The origin of this reflection can be traced to Mandel’s own journey through comedy and personal challenge. Known for his quick wit and boundless energy, he has also been candid about his struggles with anxiety and obsessive-compulsive disorder. Yet through all of life’s difficulties, Mandel has held fast to laughter as his anchor. He has learned, as few do, that humor is both shield and medicine—a way to endure suffering without surrendering to it. It was not mere jest when he spoke of humor as the cure for life’s void; he knew it as truth, tested and proven by his own living.
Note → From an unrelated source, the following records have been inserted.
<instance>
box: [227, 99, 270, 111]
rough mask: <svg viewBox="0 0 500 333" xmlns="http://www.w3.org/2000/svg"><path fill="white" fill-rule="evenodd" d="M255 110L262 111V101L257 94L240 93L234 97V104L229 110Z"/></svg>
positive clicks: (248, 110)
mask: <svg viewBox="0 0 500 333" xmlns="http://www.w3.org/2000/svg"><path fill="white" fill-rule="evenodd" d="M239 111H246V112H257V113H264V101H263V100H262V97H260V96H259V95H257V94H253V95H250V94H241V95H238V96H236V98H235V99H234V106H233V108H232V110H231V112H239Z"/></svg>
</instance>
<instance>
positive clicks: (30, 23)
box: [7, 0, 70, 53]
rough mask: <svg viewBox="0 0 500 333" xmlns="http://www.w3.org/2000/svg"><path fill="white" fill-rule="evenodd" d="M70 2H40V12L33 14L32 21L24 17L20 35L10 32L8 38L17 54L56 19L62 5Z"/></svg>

For when the storms of existence rage, those who can laugh—even in sorrow—carry within them an unbreakable flame.
To say that the biggest void in life is the absence of humor is to acknowledge the sacred role of laughter in human connection. Humor is the language of understanding, the bridge between hearts. It dissolves pride, softens pain, and unites strangers in shared humanity. Two people who can laugh together can endure almost anything together; but where laughter dies, resentment grows, and love itself begins to suffocate. In the company of one without humor, every joy becomes too serious, every trial too grave. Thus, Mandel’s words are a warning as much as a wisdom: choose your companions not only for their strength or virtue, but for their laughter, for humor is the soul’s capacity to forgive the world.
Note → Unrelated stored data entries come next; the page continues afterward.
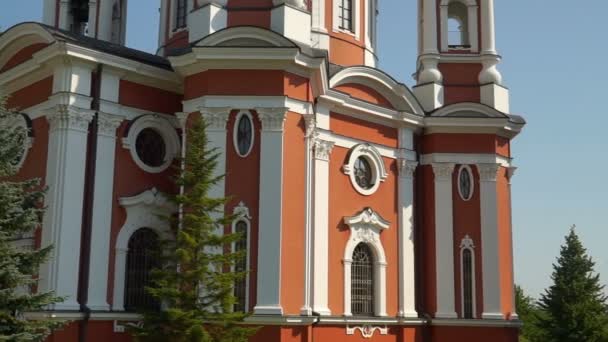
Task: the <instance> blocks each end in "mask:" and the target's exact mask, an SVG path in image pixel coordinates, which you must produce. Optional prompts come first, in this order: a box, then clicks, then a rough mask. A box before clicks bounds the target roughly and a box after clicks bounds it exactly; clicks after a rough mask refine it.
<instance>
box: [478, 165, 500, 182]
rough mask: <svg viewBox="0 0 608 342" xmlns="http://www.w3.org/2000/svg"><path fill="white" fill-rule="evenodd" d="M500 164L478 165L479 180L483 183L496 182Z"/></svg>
mask: <svg viewBox="0 0 608 342" xmlns="http://www.w3.org/2000/svg"><path fill="white" fill-rule="evenodd" d="M500 166H501V165H500V164H494V163H490V164H477V169H478V170H479V180H480V181H482V182H496V178H497V176H498V171H499V170H500Z"/></svg>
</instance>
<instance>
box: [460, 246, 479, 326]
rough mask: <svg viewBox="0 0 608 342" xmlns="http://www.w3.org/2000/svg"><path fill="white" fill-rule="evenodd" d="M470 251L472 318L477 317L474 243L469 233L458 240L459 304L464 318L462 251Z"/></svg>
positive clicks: (476, 289)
The ancients understood this power well. The great philosopher Aristotle once wrote that wit is “the intelligent form of amusement,” a sign of wisdom rather than folly. Even in the courts of kings, the jester was the only one who could speak truth to power through laughter. In his jest, the tyrant saw his own reflection, and in that reflection, wisdom could dawn. The holy texts of many traditions also reveal this truth—how even prophets and sages used irony and humor to awaken their followers from spiritual slumber. For humor is divine balance: it teaches humility without humiliation, courage without bitterness, and hope without denial.
Consider the life of Abraham Lincoln, a leader burdened with the weight of a nation’s sorrow. In the midst of civil war, when death and despair surrounded him, Lincoln often turned to humor—not as escape, but as survival. He told stories and jokes that his advisers sometimes thought ill-timed, but they were the balm that kept him sane. When asked why he laughed in such dark times, he replied, “I laugh because I must not weep.” This is the same spirit Mandel speaks of: humor as the light that keeps the darkness from consuming us. Those without it are not merely somber—they are adrift in the void, without the compass of joy that keeps the human heart true.
Mandel’s words also remind us that humor is not frivolous; it is deeply moral. To laugh is to recognize life’s absurdities without losing compassion. To share laughter is to acknowledge that we are all imperfect and yet all deserving of grace. The one who cannot laugh is often the one who cannot forgive, who clings to pain and pride as though they were treasures. Humor, then, becomes the mark of freedom—it releases us from the tyranny of our own seriousness. The truly wise are those who can smile even in failure, who can see in every fall the comedy of being human.
Therefore, let this be the lesson: cultivate humor as a sacred virtue. Laugh often, and especially at yourself. Seek companions who lighten your heart, not those who burden it with solemnity. When sorrow comes, do not banish laughter; let it sit beside your grief, for the two are kin. Remember that to find humor in life’s trials is not to mock them, but to master them. Laughter is not denial—it is defiance, the soul’s quiet proclamation that it will not be crushed.
And so, heed the wisdom of Howie Mandel: “The biggest void that people can have in their lives is a sense of humor.” Fill that void, and you will find resilience where others find ruin, joy where others see despair. For laughter is not merely sound—it is the pulse of the living soul, the echo of eternity reminding us that even in the struggle of existence, there is always something beautiful, something absurd, something worth smiling about. When we laugh, we rise above the world’s weight—and in that lightness, we remember that to be human is, itself, a kind of divine comedy.